Karnataka and now Tamil Nadu have amended the Factories Act, 1948, to allow the introduction of 12-hour shifts, ostensibly to give large manufacturers greater flexibility to synchronise their production schedules with global supply chains. The change would enable factories to work 12-hour shifts four days a week, which means they would continue to conform to the weekly allowable limit of 48 hours stipulated by the Act. In Karnataka, these changes were reportedly made at the behest of Apple’s Taiwanese vendor Foxconn. Tamil Nadu, meanwhile, is positioning itself as a hub for investment in new-age industries such as electric vehicles and solar power equipment, though the state has put the implementation of the amended law on hold. No doubt, both Karnataka and Tamil Nadu hope to become vibrant investment choices for multinationals seeking alternative destinations as part of their “China Plus One” strategies.

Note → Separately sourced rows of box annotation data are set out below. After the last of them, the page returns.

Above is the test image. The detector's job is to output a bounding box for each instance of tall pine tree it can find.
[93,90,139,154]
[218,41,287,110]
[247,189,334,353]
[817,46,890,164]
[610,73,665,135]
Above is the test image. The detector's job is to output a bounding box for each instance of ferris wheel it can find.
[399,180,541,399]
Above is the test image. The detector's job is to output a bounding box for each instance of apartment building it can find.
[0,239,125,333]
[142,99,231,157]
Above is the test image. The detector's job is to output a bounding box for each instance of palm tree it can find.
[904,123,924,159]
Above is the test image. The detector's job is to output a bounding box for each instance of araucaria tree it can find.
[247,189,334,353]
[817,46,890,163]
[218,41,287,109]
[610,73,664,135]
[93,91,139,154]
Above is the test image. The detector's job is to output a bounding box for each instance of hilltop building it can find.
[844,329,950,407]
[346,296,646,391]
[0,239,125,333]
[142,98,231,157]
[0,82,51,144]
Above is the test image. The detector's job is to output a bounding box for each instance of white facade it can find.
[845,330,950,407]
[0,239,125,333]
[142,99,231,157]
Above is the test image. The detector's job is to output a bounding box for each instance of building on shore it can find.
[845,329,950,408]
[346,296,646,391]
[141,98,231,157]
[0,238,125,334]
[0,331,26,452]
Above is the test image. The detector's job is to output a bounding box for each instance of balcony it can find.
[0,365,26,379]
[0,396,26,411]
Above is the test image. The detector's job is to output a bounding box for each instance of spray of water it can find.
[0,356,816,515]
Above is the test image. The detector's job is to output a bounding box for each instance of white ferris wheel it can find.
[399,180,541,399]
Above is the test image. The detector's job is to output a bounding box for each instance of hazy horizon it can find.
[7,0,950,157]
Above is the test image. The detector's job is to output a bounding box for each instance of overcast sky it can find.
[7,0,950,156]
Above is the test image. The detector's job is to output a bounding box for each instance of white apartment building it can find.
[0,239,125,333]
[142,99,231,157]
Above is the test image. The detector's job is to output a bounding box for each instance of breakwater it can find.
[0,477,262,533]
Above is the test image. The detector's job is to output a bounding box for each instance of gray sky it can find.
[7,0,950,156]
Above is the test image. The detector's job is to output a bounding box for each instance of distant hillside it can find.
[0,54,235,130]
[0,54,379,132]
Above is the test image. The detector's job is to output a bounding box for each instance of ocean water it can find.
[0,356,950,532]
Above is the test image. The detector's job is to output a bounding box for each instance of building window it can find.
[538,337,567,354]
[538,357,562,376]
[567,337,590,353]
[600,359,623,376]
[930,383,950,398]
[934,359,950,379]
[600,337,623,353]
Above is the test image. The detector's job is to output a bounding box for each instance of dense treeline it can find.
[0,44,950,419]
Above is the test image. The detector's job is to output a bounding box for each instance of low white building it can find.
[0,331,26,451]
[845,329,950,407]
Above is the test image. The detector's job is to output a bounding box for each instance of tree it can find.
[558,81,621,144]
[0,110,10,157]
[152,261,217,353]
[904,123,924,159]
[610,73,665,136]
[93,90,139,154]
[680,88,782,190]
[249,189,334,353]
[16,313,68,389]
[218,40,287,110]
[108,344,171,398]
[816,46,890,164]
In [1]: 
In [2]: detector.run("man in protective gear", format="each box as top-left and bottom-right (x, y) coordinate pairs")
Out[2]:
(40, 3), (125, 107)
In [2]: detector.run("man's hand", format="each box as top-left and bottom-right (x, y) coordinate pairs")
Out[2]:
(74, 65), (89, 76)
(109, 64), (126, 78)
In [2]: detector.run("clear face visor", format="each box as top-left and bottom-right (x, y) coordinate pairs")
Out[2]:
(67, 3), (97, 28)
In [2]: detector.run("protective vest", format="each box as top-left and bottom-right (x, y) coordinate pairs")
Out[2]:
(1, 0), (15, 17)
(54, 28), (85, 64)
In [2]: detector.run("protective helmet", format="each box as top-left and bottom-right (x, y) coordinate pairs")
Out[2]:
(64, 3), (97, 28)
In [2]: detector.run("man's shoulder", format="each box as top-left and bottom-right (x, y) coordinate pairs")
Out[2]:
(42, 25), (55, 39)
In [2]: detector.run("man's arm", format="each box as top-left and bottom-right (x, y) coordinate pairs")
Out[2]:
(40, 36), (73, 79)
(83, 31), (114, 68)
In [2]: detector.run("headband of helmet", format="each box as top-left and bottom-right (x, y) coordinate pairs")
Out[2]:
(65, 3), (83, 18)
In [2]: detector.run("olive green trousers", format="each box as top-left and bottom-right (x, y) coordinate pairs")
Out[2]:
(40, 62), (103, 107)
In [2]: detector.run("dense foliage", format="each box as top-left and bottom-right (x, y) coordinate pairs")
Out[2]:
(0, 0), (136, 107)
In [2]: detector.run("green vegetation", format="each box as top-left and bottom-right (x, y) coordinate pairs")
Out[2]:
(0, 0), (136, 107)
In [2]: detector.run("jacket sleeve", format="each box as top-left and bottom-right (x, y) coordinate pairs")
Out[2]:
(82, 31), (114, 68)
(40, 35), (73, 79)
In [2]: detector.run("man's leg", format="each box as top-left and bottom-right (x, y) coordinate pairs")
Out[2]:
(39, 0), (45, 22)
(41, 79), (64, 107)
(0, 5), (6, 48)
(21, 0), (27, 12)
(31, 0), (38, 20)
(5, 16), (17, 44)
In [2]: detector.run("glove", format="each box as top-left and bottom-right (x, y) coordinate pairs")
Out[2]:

These moves may be understandable from an investment perspective, given that India, with its relatively low labour productivity and high transaction costs, has to compete with destinations such as Vietnam, Indonesia, and Thailand for global investment dollars. But two questions suggest themselves. The first is whether 12-hour shifts are advisable in industries such as electronics that require intricate assembly work, demanding high levels of concentration and accuracy. In such cases, the probability of high defect levels could well annul any productivity gains over time. The second, larger question is the ethics of such laws, which stretch workers beyond their capacities. It is possible to argue that this system does not differ greatly from the standard labour practices imposed on workers in the vast and mostly unmonitored unorganised sector, where working-hours can be far longer and benefits all but non-existent. In the context of India’s huge unemployment problem, workers in the organised sector who get to work 12-hour shifts with some benefits (paid leave, sick leave, and so on) could be considered privileged when compared with those who work those same (or longer) hours without benefits.
This reality, however, also requires recognising a fine line between exploitation and profit maximisation, especially in the context of the weakening of trade unionism in India. It may be recalled that Uttar Pradesh had to revoke an Ordinance requiring factories to run 12 hours a day for three months to make up for the time lost during the Covid lockdown in 2020. This was after strong objections from workers’ fronts and labour experts. In China, too, the government felt the need to remind companies that the famed “996 culture” (in which people work from 9 am to 9 pm six days a week) was illegal. The legal work week in China is 44 hours with overtime required to be paid for extra hours. In reality, as China strove to become the factory to the world, most employers and the government turned a blind eye to these rules — Alibaba’s Jack Ma memorably describing the 996 culture as a “blessing”. It was only growing worker anger that compelled Zhongnanhai to intervene in 2021. So the introduction of the 12-hour shift in Karnataka and Tamil Nadu reflects the realities of globalised business where competition for low cost and maximising productivity results in a race to the bottom as far as labour rights and welfare are concerned.